Danach sind wir zwar alle etwas erschöpft, lassen die Band aber natürlich noch nicht gehen, als sie die Bühne verlässt. Schnell werden die fünf zurückgeklatscht, und mit „Bootie call“ und „All I want is you“ gibt es noch einen ordentlichen Nachschlag, nach dem (fast) keine Wünsche mehr offen bleiben. Der faszinierte Ausruf aus dem Publikum „Rock ‘n‘ Roll – wow!“ beschreibt den Abend perfekt.

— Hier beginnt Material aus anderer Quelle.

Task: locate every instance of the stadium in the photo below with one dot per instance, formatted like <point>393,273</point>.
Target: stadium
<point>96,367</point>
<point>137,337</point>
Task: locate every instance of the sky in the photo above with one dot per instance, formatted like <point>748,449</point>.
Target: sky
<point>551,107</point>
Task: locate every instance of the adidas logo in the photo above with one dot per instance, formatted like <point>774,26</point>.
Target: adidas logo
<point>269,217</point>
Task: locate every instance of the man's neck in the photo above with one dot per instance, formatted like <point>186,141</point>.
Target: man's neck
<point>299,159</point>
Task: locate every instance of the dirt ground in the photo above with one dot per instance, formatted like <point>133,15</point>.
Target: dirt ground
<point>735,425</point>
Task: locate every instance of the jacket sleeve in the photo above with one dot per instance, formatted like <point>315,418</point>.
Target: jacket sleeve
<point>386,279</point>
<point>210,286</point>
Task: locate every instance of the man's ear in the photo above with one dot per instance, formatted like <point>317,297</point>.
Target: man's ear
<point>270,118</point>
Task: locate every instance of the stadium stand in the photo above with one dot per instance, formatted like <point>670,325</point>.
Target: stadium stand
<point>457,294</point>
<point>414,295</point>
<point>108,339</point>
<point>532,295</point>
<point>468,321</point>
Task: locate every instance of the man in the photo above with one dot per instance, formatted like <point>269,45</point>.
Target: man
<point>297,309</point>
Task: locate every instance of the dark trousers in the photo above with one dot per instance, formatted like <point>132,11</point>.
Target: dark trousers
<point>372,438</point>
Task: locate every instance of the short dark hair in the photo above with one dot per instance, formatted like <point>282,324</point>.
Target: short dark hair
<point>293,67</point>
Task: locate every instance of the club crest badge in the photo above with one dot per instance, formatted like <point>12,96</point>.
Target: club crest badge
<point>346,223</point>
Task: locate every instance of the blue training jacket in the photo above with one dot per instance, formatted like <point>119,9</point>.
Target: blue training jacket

Wer auf mitreißenden, leidenschaftlichen, handwerklich perfekt umgesetzten Blues-Soul-Rock mit mächtig viel Dampf und Gefühl steht, kommt an Pristine nicht vorbei. Ideal sind für diese Art Musik kleine, verschwitzte Clubshows, aber ich fürchte, irgendwann ist diese Zeit für die Band vorbei. Schaut euch also Wirbelwind Heidi, Gitarrengott Espen, Bassist Gustav Peder – Fels in der Brandung -, Drummer Ottar (spitzbübisch grinsend und trotzdem hochkonzentriert) und den jeweiligen Organisten an und bringt den Laden zum Kochen – ihr werdet es nicht bereuen.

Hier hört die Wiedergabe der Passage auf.